Let's start with this proposal would amend the state constitution, always a chancy move.  It would increase the sales tax and gasoline taxes.  Far less than half of the money raised (I guess I've heard $1.7 billion??????) would actually go to repairing the roads.  Further claims say the average tax increase for Michigan residents would be about $200 a year.  I think that's quite disingenuous; one must also consider residuals.  My guess the increased burden would be twice or three times that, at least.

But The Who bring me back to what's most unappealing with all of this.  These folks in Lansing want us to trust them with more of our money.  But they've never come clean on a number of questions.  For instance, the governor claims Ohio, right next door, spends more than $1.3 billion more on its roads than we do here in Michigan.  How can that be so when Michigan taxes are higher than those in Ohio?  Also, if the tax increase would raise about half a billion dollars for the roads, why can't a state budget of almost $60 billion find the money for fixes?  Also, since the governor took office, state spending has increased, what?, almost $5 billion.  Why didn't that money go for the roads?  And, if, as proponents claim, the roads are so vital to Michigan, why weren't they a priority in the budget?  Why were they allowed to deteriorate so much?

"Meet the new boss.  Same as the old boss."  No thanks, I won't vote to trust more of my money to those who have shown an inability to spend it wisely.  Finish the song, "We won't get fooled again!"

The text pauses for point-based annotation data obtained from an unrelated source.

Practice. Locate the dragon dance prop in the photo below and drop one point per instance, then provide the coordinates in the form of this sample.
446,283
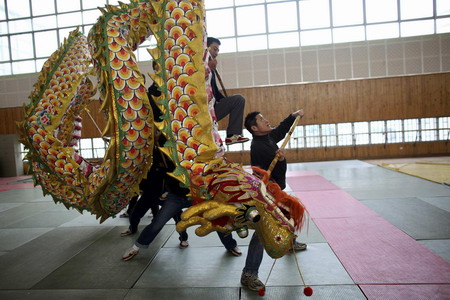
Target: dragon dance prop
226,197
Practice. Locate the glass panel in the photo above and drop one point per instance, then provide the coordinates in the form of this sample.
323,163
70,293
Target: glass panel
429,135
443,25
314,14
381,11
2,11
87,153
315,37
444,122
22,67
4,48
394,137
444,135
377,126
93,3
377,138
46,43
361,139
328,129
98,143
5,69
344,128
142,54
411,124
414,9
220,22
20,26
22,46
3,27
345,140
329,141
283,40
347,12
86,29
348,34
91,16
361,127
394,125
18,8
99,152
411,136
217,4
244,2
442,7
282,16
43,7
70,19
312,130
40,63
414,28
228,45
85,143
255,24
64,5
313,142
382,31
64,33
44,23
256,42
428,123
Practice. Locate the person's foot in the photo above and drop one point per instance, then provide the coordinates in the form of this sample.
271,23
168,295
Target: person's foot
127,232
252,282
235,251
298,247
235,139
130,253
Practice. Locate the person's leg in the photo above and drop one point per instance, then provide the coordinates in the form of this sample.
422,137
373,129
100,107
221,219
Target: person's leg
183,235
254,256
151,188
249,277
229,243
233,106
169,208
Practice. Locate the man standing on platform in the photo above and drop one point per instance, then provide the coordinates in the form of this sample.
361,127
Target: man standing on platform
226,105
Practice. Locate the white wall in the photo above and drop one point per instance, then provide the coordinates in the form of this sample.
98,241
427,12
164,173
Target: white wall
383,58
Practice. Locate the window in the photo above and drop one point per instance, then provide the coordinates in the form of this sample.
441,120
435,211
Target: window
242,25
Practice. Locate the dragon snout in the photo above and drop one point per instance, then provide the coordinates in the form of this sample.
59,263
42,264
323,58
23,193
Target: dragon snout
252,215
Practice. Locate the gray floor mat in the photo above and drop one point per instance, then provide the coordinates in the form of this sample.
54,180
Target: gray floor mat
99,266
417,218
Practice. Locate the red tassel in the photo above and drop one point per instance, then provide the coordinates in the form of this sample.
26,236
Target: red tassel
307,291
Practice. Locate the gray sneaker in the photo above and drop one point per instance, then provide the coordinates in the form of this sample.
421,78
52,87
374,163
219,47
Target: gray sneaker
252,282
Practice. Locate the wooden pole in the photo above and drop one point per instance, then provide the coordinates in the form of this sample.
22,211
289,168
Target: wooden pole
286,140
221,82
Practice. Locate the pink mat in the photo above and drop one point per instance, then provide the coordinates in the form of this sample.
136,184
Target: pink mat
300,173
373,251
382,259
333,204
9,187
7,180
392,292
310,183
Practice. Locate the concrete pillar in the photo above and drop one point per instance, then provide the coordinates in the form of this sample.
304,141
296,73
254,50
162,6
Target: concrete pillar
11,163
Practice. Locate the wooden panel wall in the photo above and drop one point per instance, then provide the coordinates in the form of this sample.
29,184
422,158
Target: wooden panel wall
353,100
326,102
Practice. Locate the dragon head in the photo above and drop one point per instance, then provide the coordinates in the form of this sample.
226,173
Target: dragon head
235,200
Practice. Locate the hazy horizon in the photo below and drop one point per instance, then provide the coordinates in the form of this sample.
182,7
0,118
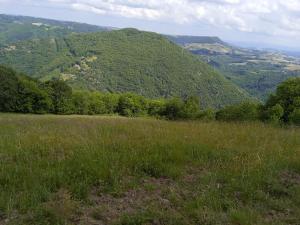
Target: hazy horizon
255,24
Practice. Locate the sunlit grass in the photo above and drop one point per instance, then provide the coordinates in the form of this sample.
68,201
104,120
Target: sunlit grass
243,173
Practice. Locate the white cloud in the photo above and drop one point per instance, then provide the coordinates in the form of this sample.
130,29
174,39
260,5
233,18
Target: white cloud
271,17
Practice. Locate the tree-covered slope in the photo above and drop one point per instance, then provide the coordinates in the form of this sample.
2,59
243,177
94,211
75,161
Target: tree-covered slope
123,61
19,28
258,72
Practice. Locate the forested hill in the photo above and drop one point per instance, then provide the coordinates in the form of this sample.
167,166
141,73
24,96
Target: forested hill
123,61
19,28
184,39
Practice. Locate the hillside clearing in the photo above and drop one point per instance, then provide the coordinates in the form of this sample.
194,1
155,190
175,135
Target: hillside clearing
113,170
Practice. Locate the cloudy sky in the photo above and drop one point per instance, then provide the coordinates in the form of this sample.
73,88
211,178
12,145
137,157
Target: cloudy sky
269,23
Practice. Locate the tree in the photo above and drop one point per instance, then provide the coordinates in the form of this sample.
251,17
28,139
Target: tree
9,84
61,95
32,98
191,107
273,114
156,107
174,109
132,105
294,117
96,104
287,96
247,111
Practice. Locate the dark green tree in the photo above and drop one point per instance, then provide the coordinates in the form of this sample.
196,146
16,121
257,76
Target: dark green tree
287,96
61,95
9,84
174,109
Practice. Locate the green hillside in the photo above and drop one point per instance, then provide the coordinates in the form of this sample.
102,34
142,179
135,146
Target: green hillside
123,61
19,28
258,72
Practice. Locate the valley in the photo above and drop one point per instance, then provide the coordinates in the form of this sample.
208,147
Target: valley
256,71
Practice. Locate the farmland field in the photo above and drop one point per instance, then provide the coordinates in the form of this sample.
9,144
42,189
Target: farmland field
114,170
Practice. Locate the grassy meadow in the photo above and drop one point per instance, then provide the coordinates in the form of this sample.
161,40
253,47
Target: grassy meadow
114,170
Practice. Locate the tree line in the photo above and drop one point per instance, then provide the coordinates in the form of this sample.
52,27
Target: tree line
21,94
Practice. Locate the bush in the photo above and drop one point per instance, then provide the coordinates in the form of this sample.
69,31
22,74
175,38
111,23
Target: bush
174,109
294,117
8,89
132,105
288,96
247,111
206,115
273,114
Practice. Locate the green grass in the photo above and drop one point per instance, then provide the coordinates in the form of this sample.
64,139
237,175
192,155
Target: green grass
113,170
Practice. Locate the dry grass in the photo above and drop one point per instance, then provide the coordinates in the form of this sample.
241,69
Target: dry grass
200,173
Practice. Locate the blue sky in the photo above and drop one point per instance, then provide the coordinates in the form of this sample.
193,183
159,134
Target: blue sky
262,23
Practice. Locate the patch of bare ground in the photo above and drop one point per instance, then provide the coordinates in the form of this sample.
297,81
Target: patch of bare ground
289,179
161,194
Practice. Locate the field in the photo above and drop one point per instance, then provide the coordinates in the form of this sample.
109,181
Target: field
113,170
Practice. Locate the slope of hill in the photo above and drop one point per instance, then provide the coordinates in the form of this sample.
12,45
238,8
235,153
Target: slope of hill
19,28
258,72
122,61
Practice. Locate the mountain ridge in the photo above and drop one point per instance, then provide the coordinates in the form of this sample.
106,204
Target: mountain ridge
125,60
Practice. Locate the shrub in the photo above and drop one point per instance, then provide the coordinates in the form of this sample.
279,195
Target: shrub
294,117
247,111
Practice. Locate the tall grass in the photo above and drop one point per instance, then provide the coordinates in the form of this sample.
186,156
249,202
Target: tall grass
247,173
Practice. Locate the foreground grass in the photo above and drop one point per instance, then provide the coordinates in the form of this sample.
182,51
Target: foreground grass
106,170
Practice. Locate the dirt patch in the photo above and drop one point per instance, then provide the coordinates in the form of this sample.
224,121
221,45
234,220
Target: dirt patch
289,178
161,194
107,209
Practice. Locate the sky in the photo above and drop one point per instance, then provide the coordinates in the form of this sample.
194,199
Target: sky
252,23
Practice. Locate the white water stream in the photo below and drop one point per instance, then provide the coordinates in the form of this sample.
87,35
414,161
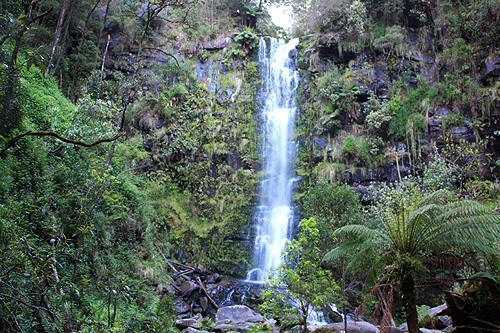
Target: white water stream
274,215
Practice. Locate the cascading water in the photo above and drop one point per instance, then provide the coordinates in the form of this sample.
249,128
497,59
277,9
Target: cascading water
274,215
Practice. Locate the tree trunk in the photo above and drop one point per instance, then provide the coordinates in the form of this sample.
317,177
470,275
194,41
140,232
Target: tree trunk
57,34
410,301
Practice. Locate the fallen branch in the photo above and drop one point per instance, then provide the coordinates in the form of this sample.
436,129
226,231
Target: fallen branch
12,141
166,260
206,292
172,282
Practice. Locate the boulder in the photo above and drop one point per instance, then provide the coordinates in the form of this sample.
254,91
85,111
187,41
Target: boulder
443,322
224,328
352,327
437,310
238,314
217,44
181,306
192,330
187,287
397,330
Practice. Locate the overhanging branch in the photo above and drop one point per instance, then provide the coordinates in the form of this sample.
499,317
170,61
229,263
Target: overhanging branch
12,141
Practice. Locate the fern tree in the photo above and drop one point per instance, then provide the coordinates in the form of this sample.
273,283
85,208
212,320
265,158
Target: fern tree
413,227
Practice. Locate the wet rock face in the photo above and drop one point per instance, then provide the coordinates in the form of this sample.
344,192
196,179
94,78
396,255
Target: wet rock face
238,314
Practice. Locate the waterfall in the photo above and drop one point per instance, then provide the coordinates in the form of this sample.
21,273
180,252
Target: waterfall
274,216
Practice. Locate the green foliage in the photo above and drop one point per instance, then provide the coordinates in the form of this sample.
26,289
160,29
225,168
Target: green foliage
307,284
349,146
357,17
439,174
338,96
414,225
423,315
332,206
392,39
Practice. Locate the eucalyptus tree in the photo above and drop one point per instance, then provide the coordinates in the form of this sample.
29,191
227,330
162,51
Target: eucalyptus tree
413,227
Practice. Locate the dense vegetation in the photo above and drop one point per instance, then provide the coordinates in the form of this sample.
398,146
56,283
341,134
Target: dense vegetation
129,126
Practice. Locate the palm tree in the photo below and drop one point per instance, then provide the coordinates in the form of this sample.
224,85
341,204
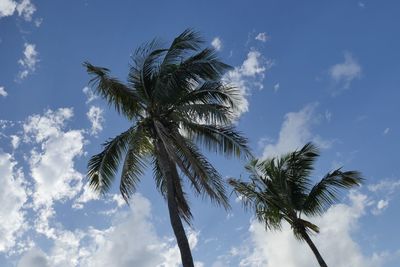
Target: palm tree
280,189
174,100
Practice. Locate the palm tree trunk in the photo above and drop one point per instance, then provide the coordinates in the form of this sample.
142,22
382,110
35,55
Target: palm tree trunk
314,249
169,172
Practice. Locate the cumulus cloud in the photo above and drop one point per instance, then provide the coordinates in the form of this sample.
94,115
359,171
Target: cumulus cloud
29,61
3,91
13,195
247,76
90,95
34,258
344,73
15,140
52,162
95,116
262,37
24,9
217,43
280,248
147,249
295,132
112,246
385,186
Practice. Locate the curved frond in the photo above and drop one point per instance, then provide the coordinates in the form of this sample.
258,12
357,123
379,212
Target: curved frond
325,192
117,94
210,92
222,139
103,166
144,71
135,162
202,175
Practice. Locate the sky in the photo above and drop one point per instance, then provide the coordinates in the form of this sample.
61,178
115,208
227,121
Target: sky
320,71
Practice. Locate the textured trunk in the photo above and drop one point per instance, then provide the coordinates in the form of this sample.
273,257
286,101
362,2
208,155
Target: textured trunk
314,249
170,173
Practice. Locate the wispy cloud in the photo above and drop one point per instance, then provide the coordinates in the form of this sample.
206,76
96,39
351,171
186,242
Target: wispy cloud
24,9
250,74
344,73
28,61
217,43
95,116
262,37
280,248
296,130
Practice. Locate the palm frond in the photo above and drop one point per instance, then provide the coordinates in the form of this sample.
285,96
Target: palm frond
202,175
144,70
210,92
117,94
221,139
325,192
188,40
103,166
135,162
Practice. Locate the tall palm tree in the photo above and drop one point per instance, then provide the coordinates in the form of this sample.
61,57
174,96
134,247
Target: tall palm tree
280,189
174,100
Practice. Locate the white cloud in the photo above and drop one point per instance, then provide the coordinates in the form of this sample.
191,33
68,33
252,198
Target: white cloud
13,195
386,186
15,140
296,132
113,246
116,248
344,73
89,94
95,116
217,43
29,61
7,8
247,76
3,91
337,225
52,163
380,206
262,36
24,9
34,258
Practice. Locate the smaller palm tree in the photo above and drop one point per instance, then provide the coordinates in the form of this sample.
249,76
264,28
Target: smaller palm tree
280,189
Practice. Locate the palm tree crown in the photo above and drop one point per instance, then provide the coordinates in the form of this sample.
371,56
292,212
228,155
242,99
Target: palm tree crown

The same goes for a local school election, a millage of sorts.  This is a second go-around of sorts for this money grab.  Last August it was soundly defeated.  This time, though, the rate is doubled for twice as long.  So, do the math!!!!!!  Again, in the same vein as the state and Proposal 1. I won't vote for this.  I am supposed to trust people who've unwisely spent money in the past??????  What?  Have they had some sort of awakening?  Let's go back the to the $43,000 bonus given to the superintendent.  I know, I know.  As one board member told me, "It wasn't a'bonus,'"  It was a contractual "performance incentive."  Right.  As I told her, "If it looks like a duck, sounds like a duck, walks like a duck, you can call it a chicken all you want.  It's still a duck."

BTW, it looks like ObamaCare is going to cost me at least another $700-800 this year.  So, in two years, it's taken more than $2000, that's additional, out of my wallet.

From the world of sports, more signs that the Apocalypse is near.  The U of Michigan offered a football scholarship to some 8th grader in Florida!  And, the first pick of the NFL draft was apparently a guy who's been accused of sexual assault.  I guess no charges were ever filed, but the wagons sure circled down there in a hurry.  But, hey, after all, this is football, the NFL!